Hace algunos años, un joven discutió con su padre y se fue de la casa. Al salir, dijo: “No me volverás a ver nunca más”. Pasaron tres años. Fueron años difíciles. Quería regresar a su casa, pero tenía miedo. ¿Sería que su padre lo recibiría de nuevo? Un día, le escribió a su madre diciendo que iba a estar a bordo de un tren que pasaba por el frente de su casa. Le pidió que, si su padre estaba de acuerdo con que él volviese a la casa, ella colgara alguna cosa blanca en el jardín.

Viajaba ansioso, inquieto, cambiando de asiento a cada rato. Un pastor, que percibió la aflicción del muchacho, le preguntó qué le pasaba. El le contó su historia y ambos continuaron el viaje mirando por la ventana. En determinado momento, el muchacho se puso extremadamente nervioso: “Mi casa está después de esa curva, al pie de la colina. Por favor, mire si hay alguna cosa blanca en algún lugar, porque yo no tengo coraje para mirar”.

El tren disminuyó la velocidad al entrar en la curva y el pastor miró por la ventana hacia la ladera de la colina. De pronto, se descontroló y comenzó a gritar: “Mira, hijo, mira!” Había una pequeña casa de campo bajo los árboles, que apenas se podía divisar porque todo estaba cubierto de blanco. Aquellos padres solitarios habían tomado todas las sábanas de la casa, todas las fundas, todas las toallas, todos los manteles, hasta sus pañuelos, todo lo que pudieron encontrar de color blanco y los colgaron en la cuerda del tendedero, y en los árboles, y en las ventanas. El muchacho quedó pálido. Sus labios temblaban. Descendió del tren apresuradamente y corrió colina arriba en dirección a las sábanas que se mecían y hacia los brazos abiertos de sus padres.

Eso es lo que Dios hizo. Colgó todas las estrellas en el cielo. Todos los rehenes regresarán al hogar. ¡Qué caminata fantástica será aquella, cuando el mismo Jesús nos muestre el camino! Las cintas amarillas de Dios estarán por todos lados. Al son de hermosas melodías, los brazos abiertos de Dios nos darán la bienvenida.

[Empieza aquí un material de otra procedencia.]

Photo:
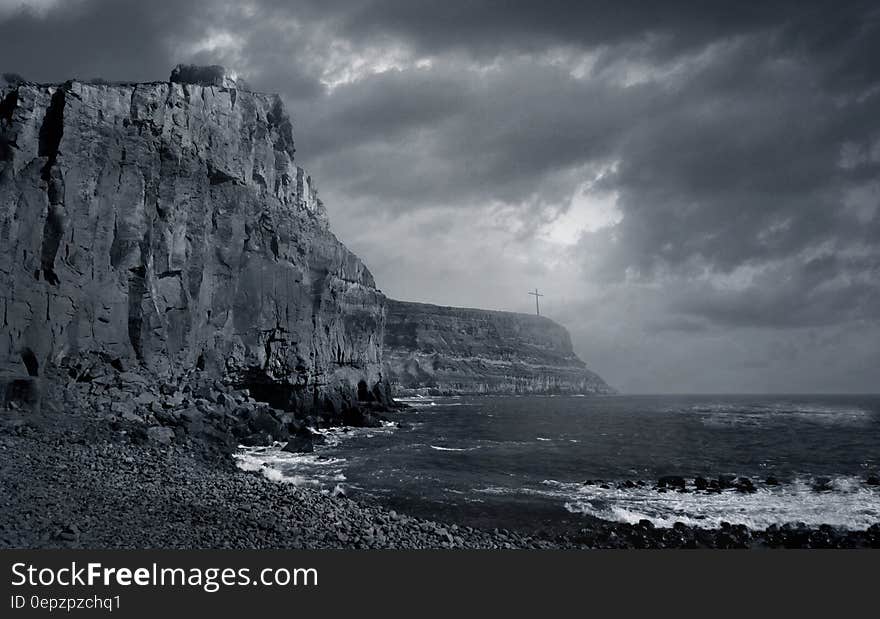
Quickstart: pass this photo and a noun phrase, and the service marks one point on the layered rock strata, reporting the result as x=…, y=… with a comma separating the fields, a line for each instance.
x=451, y=350
x=166, y=226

Allí estarán los desaparecidos en combate. Los cautivos que Jesús vino a libertar, y los esclavos del pecado de todas las naciones también estarán allá. Todos habrán sido perdonados, lavados en la sangre del Cordero. Tú puedes estar ahí, si lo deseas. Dios ya hizo todos los arreglos para que así sea. Ahora te toca a ti tomar la decisión.